More level-headed critiques of her rail against the fact that she has captured the hearts and imaginations of millions abroad, while thousands of other anonymous girls in Pakistan face the same struggle but receive no attention or awards for it.
The U.N. made July 12, 2013 ‘Malala Day.’ Many Pakistanis reacted to that and the release of Malala’s book I am Malala, by launching a protest of their own, calling it ‘I Am Not Malala Day.’
Courtesy of Facebook
As Malala transcended her previous status as an advocate for Pakistani advocate for girls’ education to global feminist icon, many in her own country feel abandoned by her.
Though she cannot come back to Pakistan due to safety concerns, much of her work and money from her eponymous charity, the Malala Fund, has gone to Nigeria and Lebanon rather than solely focusing within Pakistan.

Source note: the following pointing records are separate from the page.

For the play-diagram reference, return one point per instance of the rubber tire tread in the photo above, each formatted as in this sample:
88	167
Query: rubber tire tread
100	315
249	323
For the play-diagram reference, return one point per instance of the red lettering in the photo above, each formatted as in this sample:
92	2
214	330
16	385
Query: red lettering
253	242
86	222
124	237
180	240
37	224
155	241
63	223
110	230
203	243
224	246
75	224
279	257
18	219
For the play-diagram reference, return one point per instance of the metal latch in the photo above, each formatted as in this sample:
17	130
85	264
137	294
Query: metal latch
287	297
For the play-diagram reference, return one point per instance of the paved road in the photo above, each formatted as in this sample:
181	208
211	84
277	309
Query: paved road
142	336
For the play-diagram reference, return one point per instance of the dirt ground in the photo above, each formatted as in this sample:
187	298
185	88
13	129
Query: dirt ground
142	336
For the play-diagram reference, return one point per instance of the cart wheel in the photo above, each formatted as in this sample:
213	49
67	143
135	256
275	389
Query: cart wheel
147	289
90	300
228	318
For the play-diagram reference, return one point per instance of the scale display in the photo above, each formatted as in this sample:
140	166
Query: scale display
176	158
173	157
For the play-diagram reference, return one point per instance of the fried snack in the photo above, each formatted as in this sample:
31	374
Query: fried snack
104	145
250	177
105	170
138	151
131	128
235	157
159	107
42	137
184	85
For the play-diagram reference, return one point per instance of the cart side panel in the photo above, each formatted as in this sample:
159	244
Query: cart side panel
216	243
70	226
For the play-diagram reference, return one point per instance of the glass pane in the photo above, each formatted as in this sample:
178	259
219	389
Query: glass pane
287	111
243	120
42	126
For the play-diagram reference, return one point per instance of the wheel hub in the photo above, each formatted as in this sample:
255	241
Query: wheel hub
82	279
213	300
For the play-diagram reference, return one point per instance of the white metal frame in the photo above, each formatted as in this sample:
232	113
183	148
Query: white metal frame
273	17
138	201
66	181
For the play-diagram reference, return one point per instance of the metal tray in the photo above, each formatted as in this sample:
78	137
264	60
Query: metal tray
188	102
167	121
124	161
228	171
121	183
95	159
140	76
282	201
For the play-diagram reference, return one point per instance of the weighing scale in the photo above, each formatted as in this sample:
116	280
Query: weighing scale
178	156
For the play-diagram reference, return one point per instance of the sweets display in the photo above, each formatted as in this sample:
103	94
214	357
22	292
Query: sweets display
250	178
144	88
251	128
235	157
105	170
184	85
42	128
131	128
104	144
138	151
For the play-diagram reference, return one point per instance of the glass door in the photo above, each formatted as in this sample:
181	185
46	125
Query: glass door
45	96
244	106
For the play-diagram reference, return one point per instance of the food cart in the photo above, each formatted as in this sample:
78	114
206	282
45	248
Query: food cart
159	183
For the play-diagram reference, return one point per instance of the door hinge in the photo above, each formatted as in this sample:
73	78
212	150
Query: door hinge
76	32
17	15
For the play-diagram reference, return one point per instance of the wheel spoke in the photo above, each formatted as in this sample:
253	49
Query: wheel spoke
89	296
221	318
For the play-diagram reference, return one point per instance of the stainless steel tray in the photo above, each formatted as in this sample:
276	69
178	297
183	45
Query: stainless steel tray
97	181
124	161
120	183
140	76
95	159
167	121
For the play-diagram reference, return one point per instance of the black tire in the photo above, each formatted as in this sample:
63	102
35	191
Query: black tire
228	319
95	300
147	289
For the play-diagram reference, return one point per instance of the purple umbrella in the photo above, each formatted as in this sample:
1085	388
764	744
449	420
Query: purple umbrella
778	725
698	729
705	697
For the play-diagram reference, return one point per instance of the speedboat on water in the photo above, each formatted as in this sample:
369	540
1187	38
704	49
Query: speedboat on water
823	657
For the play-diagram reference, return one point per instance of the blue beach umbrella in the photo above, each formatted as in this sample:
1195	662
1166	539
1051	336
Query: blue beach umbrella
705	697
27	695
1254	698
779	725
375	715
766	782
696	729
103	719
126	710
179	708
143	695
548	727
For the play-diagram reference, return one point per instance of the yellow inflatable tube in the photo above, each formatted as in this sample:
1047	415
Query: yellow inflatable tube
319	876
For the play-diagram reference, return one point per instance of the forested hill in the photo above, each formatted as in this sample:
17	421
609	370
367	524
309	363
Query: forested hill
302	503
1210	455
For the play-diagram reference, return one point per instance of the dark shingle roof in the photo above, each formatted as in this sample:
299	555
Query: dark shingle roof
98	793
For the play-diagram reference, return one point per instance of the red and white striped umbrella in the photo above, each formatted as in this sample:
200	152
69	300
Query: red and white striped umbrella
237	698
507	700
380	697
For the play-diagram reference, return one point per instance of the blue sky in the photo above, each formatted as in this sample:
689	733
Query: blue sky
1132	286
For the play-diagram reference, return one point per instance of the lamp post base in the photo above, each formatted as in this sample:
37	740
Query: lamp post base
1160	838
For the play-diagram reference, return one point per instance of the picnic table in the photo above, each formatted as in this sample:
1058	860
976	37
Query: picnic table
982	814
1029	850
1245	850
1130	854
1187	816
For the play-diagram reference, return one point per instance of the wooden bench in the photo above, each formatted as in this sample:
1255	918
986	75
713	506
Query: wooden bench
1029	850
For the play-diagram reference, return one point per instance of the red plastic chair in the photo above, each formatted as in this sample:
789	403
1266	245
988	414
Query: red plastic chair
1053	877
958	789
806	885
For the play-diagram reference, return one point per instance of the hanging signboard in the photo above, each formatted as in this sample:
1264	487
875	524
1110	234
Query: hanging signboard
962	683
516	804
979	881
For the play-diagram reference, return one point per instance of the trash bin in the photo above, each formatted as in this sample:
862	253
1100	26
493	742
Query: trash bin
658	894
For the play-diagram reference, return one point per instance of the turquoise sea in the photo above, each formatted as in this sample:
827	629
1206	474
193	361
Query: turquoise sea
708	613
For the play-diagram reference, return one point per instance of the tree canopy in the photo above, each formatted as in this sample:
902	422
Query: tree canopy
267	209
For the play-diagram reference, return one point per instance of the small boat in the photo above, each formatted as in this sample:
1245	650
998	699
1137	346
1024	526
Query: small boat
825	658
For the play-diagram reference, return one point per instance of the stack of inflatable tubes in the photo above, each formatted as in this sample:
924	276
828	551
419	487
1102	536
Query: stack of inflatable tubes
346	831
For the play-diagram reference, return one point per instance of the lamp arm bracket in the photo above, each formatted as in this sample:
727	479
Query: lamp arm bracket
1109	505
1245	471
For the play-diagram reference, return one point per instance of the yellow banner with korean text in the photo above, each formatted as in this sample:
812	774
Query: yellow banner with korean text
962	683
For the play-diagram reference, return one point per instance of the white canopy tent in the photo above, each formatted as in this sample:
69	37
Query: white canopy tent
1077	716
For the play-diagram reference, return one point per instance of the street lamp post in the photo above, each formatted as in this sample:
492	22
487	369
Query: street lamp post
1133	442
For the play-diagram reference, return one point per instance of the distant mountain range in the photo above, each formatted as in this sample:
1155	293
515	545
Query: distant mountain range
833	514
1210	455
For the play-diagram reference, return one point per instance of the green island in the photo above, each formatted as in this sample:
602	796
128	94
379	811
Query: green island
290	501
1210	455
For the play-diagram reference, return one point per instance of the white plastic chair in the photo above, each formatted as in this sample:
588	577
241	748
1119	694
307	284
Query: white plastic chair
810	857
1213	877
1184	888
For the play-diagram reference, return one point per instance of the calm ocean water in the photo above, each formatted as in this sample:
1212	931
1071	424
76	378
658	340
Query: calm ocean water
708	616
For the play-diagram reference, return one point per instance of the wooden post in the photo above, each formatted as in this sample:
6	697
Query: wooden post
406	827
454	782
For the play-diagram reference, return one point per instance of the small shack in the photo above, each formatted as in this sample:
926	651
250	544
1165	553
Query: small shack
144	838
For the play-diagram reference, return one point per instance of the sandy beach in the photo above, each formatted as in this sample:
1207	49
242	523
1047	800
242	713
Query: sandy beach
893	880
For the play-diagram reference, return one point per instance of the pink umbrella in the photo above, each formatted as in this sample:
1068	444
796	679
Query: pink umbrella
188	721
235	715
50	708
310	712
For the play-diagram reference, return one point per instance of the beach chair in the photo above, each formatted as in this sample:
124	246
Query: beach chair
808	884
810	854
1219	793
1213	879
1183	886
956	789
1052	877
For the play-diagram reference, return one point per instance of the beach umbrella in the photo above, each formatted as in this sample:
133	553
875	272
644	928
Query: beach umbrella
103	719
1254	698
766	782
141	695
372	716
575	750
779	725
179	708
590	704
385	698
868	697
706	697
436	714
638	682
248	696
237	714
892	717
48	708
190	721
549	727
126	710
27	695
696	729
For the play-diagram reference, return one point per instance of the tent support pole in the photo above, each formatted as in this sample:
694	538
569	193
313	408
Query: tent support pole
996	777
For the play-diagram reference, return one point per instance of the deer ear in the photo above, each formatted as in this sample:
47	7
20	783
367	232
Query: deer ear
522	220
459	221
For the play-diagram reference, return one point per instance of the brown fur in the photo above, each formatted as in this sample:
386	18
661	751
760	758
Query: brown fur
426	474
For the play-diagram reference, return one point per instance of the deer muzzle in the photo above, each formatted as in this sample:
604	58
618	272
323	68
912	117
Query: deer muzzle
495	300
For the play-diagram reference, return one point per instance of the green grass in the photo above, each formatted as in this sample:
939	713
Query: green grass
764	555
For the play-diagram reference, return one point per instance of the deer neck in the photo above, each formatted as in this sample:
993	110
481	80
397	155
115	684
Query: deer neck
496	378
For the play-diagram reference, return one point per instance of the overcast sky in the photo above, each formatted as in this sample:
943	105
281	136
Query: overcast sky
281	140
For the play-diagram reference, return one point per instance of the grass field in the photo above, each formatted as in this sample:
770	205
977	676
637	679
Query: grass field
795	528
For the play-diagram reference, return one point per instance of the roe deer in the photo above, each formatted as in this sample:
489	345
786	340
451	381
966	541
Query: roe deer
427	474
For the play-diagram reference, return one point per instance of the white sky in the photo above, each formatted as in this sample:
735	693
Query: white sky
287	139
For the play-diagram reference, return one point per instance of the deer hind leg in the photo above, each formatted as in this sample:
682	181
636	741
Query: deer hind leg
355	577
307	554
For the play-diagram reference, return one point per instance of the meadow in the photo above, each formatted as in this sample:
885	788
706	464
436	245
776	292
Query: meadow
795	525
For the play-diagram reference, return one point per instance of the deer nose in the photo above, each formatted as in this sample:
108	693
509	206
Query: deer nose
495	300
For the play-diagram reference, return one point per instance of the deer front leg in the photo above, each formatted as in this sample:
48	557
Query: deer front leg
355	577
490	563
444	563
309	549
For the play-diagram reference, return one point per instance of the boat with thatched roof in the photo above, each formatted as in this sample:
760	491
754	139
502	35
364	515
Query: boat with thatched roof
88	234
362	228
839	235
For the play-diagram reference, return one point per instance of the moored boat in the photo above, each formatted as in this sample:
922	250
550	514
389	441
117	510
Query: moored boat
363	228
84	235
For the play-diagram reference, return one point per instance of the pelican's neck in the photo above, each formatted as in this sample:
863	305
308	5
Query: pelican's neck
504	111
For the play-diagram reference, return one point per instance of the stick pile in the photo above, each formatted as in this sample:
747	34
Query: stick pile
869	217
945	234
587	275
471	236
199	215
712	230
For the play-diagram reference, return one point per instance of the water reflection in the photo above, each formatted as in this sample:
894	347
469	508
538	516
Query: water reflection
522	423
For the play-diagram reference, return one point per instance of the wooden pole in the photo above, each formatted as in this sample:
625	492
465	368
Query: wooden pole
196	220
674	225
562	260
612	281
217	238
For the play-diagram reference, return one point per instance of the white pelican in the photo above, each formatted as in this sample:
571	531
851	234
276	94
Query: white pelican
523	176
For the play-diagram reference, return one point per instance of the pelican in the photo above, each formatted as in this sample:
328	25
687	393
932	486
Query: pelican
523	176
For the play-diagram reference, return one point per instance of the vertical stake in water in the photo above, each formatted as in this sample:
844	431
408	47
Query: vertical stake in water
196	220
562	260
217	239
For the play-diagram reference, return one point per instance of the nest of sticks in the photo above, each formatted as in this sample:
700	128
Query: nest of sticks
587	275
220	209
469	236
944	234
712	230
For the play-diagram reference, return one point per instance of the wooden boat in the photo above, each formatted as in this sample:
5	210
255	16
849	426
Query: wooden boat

The price of the ticket for becoming such a global symbol seems to be that those she initially represented feel like she was taken from them by the West, who won her over with awards, fame and a lucrative book deal.
Malala’s campaign for education has come full circle, as she was accepted into the University of Oxford and began her undergraduate degree on Oct. 1. She is now studying Politics, Philosophy, and Economics (PPE) at Lady Margaret Hall, Oxford--a once all-women's college renowned for producing inspiring women figures.
One of Malala’s own personal heroes, Former Prime Minister of Pakistan Benazir Bhutto, studied at Lady Margaret Hall before becoming one of the most accomplished politicians in Pakistan.
Both Bhutto and Yousafzai risked their lives standing up for what they believe in. Bhutto unfortunately paid the ultimate price for it, but Malala continues to fight for girls’ access to education all over the world.